Потом все становятся на рабочие места. Две тугих водяных струи вырываются из сопла мониторов, по-лебединому выгибаются широкой дугой и с глухим шумом бьют в песчаную стену забоя...
4
Костерин стоит перед решеткой у кассы и стучит в закрытое оконце. Стучит робко и нерешительно: он не уверен, что удастся получить деньги, хотя оформление документов прошло без сучка и задоринки. Документы выписаны на имя «Б. Костерина», что можно понять двояко: и как «бригада Костерина», и как «Борис Костерин». Скорей, скорей надо получать!
И Костерин опять стучит в окно, уже погромче. Только бы получить, а уж там едва ли кто решится отобрать. Пусть попробуют доказать, что самородок подобрал не он, а эта дуреха Раиса Окунева! Краюшкин видел, правда... Черт с ним! Кто ему поверит? И Раиске не поверят. Другое дело — слово бригадира. Кому же верить, как не руководителю бригады?
Что он там, заснул, старый хрыч? Костерин стучит громко и властно — он поверил в свою неуязвимость. Теперь он убежден, что наградные будут принадлежать ему и никому больше. На кой черт дурехе такую кучу денег? Истратит на разные глупости. А у Костерина одним ударом будут решены все жизненные вопросы. Точнее сказать, один вопрос — покупка «Волги». Добавить наградные к тому, что есть, загнать мотоцикл — он все равно что-то барахлит последнее время, — и наберется полная сумма, хоть сейчас поезжай в магазин. Да это же заветная мечта сбывается, Костерин! Только не зевай!
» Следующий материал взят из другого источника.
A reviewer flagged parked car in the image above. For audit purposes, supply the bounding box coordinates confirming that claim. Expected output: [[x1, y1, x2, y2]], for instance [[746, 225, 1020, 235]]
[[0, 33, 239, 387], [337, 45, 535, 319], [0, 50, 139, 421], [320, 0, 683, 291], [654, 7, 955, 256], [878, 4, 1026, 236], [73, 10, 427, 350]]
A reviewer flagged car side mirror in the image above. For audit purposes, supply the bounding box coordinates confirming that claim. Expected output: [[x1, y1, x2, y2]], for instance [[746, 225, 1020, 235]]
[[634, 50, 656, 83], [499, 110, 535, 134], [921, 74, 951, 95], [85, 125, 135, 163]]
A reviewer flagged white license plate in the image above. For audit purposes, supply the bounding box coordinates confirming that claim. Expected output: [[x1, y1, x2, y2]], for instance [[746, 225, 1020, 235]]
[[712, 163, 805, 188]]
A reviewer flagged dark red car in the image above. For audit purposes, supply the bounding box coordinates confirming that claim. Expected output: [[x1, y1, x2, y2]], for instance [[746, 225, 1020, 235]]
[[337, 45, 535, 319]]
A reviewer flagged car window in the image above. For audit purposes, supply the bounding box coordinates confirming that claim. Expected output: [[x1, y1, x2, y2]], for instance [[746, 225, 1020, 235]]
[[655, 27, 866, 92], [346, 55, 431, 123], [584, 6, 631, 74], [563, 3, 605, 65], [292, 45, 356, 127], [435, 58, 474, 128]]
Костерин стучит в окно кассы изо всей силы, кулаком. Из соседней комнаты, где размещен приисковый коммутатор, выглядывает телефонистка Люся. Светлые кудри прижаты наушниками, у пояса болтаются штепсели. Люся объявляет Костерину, что кассира на месте нет, и пытается расспросить о находке. Как они собираются премию делить? Что будут покупать на такую кучу денег?
Костерину не до кудрявой. Пропади она пропадом за такую новость! И надо же — в такую минуту уехать сдавать металл! Что делать? Черт! Что делать? Не слушая Люсиных вопросов, Костерин сквозь зубы цедит:
— Не знаешь, когда приедет?
Оказалось, что кассир приедет только завтра.
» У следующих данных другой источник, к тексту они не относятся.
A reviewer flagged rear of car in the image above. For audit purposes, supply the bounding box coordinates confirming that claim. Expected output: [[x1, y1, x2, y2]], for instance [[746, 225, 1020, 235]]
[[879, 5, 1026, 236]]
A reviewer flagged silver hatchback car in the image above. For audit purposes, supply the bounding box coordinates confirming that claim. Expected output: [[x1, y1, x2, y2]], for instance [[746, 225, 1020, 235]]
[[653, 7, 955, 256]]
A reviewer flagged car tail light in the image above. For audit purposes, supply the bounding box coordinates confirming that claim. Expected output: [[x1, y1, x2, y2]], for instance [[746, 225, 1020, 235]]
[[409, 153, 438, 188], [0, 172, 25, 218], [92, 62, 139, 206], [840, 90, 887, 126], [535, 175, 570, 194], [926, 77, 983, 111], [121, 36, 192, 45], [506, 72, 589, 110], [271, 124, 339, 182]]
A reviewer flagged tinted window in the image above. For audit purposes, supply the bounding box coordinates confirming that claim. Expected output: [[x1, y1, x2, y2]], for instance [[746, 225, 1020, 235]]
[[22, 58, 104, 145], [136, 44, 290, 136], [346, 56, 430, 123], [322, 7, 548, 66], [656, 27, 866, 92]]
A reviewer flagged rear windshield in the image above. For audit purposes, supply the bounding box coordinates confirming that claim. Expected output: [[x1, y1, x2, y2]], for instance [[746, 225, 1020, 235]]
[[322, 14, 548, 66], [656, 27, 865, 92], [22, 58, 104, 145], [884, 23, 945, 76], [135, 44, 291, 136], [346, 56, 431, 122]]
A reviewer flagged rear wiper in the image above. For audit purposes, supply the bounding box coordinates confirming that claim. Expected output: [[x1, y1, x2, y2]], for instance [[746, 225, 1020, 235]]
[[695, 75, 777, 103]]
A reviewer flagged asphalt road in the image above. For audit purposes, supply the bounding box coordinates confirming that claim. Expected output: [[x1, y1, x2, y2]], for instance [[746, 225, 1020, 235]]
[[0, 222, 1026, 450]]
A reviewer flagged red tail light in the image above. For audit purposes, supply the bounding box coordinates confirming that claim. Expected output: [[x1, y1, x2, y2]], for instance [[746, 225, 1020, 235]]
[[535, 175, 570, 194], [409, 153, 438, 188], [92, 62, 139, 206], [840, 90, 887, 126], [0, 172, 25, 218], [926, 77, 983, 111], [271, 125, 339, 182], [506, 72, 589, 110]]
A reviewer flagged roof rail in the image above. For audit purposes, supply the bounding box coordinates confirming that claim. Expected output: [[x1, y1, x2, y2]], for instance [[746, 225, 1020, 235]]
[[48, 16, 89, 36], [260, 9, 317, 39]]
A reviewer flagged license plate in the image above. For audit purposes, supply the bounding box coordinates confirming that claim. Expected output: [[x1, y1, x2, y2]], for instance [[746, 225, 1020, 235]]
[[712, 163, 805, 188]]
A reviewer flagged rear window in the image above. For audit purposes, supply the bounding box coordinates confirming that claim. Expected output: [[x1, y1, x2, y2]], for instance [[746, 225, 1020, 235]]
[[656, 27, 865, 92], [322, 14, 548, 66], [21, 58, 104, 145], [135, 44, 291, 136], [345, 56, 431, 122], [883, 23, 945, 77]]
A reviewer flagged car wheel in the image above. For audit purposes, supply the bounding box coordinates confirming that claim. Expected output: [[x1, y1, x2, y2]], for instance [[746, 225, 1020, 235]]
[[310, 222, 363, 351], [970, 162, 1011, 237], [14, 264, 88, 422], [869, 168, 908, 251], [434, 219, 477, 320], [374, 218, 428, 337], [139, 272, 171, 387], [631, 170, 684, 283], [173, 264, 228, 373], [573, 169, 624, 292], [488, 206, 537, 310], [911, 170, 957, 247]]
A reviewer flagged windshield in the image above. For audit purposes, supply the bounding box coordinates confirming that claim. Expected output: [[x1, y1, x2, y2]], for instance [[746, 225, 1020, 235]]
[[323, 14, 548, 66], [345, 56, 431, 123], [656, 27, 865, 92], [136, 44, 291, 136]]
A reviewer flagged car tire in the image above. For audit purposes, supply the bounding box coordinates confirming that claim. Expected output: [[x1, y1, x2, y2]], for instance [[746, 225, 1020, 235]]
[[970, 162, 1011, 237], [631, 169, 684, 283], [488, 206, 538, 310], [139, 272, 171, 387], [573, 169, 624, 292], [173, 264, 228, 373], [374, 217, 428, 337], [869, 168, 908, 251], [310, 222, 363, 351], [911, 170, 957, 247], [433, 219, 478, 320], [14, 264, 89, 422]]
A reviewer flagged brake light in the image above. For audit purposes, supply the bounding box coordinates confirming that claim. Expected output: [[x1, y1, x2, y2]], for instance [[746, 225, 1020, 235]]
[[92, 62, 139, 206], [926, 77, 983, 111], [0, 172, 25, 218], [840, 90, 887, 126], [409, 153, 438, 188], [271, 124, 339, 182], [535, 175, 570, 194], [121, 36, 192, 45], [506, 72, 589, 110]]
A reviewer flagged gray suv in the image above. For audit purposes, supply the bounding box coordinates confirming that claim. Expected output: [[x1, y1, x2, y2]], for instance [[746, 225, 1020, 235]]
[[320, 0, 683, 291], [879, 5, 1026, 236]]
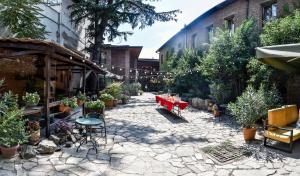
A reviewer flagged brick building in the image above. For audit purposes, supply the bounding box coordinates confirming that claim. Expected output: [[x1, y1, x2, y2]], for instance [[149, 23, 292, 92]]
[[100, 45, 143, 81], [157, 0, 295, 64], [157, 0, 300, 105]]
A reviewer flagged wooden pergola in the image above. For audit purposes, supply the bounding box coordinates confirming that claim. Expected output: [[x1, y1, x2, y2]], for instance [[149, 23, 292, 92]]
[[0, 38, 106, 137]]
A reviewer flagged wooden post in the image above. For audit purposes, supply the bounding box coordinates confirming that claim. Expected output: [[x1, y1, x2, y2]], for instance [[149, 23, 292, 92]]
[[82, 66, 86, 116], [44, 55, 51, 138]]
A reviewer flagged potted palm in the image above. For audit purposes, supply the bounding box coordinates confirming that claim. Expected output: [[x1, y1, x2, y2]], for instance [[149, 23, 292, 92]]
[[228, 86, 268, 141], [22, 92, 40, 107], [100, 93, 114, 108], [85, 100, 105, 114], [59, 97, 78, 113], [27, 121, 41, 145], [77, 92, 87, 106], [0, 109, 28, 158]]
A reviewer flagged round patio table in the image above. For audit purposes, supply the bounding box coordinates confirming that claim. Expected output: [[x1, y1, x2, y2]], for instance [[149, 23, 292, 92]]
[[75, 117, 103, 153]]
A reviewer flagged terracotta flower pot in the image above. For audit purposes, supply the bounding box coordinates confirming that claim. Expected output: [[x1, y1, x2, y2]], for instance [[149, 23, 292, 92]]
[[243, 127, 256, 141], [77, 99, 84, 106], [29, 130, 41, 144], [59, 104, 72, 113], [104, 100, 114, 108], [0, 144, 19, 159], [213, 110, 220, 117]]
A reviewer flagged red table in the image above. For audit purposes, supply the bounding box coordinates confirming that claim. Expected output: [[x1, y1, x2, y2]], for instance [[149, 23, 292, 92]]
[[155, 95, 189, 116]]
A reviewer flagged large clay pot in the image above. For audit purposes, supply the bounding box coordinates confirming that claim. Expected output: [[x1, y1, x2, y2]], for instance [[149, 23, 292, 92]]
[[113, 100, 118, 107], [29, 130, 41, 145], [59, 104, 72, 113], [0, 144, 19, 159], [104, 100, 114, 108], [243, 127, 256, 141]]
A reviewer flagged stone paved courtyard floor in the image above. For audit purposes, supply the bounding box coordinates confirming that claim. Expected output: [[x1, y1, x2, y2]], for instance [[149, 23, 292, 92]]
[[0, 93, 300, 176]]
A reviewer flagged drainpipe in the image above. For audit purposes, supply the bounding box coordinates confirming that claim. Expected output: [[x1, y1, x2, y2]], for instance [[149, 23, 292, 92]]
[[246, 0, 250, 19]]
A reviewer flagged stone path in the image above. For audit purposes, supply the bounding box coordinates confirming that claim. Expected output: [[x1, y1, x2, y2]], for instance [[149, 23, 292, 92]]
[[0, 93, 300, 176]]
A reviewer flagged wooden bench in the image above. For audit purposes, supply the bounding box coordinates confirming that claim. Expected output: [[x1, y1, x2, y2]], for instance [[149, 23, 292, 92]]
[[264, 105, 300, 153]]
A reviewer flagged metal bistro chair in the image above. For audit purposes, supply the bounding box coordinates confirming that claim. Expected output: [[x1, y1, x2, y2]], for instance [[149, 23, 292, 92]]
[[86, 112, 107, 144]]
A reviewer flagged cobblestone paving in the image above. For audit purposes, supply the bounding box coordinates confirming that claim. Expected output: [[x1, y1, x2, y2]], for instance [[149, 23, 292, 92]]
[[0, 93, 300, 176]]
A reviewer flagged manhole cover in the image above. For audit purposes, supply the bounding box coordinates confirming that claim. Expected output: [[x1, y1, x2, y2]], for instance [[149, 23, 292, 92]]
[[202, 142, 248, 164]]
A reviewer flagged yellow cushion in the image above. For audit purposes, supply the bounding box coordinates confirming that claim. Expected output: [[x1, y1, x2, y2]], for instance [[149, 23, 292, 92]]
[[265, 127, 300, 143], [284, 105, 299, 124], [268, 108, 288, 127]]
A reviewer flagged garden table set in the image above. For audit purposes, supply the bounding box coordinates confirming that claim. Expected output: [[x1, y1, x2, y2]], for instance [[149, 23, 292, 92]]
[[75, 114, 107, 153], [155, 95, 188, 117]]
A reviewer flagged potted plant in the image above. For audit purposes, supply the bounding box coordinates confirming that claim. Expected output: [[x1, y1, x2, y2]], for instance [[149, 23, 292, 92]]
[[22, 92, 40, 107], [27, 121, 41, 145], [228, 86, 268, 141], [100, 93, 114, 108], [0, 109, 28, 158], [212, 104, 220, 117], [85, 100, 105, 114], [59, 97, 78, 113], [77, 92, 87, 106], [121, 94, 129, 104]]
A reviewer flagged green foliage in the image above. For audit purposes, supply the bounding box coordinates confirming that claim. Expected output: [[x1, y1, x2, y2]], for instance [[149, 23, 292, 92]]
[[0, 0, 47, 39], [1, 91, 18, 110], [69, 0, 179, 60], [62, 97, 78, 109], [0, 109, 28, 147], [260, 10, 300, 46], [104, 82, 122, 99], [199, 18, 259, 103], [22, 92, 40, 106], [228, 86, 281, 127], [85, 100, 105, 109], [122, 83, 142, 96], [100, 93, 114, 101], [77, 92, 87, 102]]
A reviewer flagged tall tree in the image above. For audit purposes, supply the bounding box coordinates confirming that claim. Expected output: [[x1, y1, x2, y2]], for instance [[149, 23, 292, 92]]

Стукнув напоследок кулаком по кассовой решетке, Костерин уходит, оставив за собой недоумевающую и разобиженную Люсю: не ответил ни на один вопрос, даже не посмотрел. Задавака!
А Костерин быстренько шагает к себе домой — на гидравлику возвращаться сегодня он не намерен, незачем. Неприязненно косится на встречных — только бы не останавливали, не заговаривали! Чем меньше будет разговоров, тем лучше.
Но разве можно в мелком приисковом поселке скрыть такое событие? К вечеру о нем говорили всюду, а секретарь партбюро Азначеев даже специально заходит к соседу по квартире мониторщику Краюшкину, чтобы поздравить с удачей.
— Отличились вы сегодня, прямо молодцы! — радуясь, хвалит бригаду Азначеев. — Бригадир-то ваш, Костерин, а? Такую штуку поднял!
Краюшкин сидит за ужином, слушает хвалебные речи Азначеева и ничего понять не может.
— Штуку? Штуку Раиса подняла. При чем тут Костерин?
— Что? Постой, постой, как же так? При мне Торбин все документы на Костерина подписывал...
Они идут к Смехову — его квартира этажом выше, — потом идут на квартиру к Торбину и уже вчетвером шагают в приисковую контору. Дежурного вахтера послали за Костериным. Бригадир является бледный-бледный, но признаться ни в чем не хочет. Самородок поднял он, Раиса тут ни при чем. Вот и Краюшкин видел, как было дело. Ах, не видел? Ах, видел, но наоборот? Понятно, успели, сговорились... Но этот номер вам, друзья, не пройдет...
— Вот что, Борис, — сухо приказывает Торбин. — Документы на стол!
— С какой радости? Не отдам!
— Отдашь. Пока не разберемся — никакой выплаты тебе не будет. Понятно? Аннулирую!
Костерин долго, молча смотрит на директора. Не успел получить деньги, не успел! Эх! Вот не везет! У него вздрагивают руки, когда он выкладывает на стол документы. Тихо в кабинете, только четыре пары глаз внимательно следят за трясущимися руками.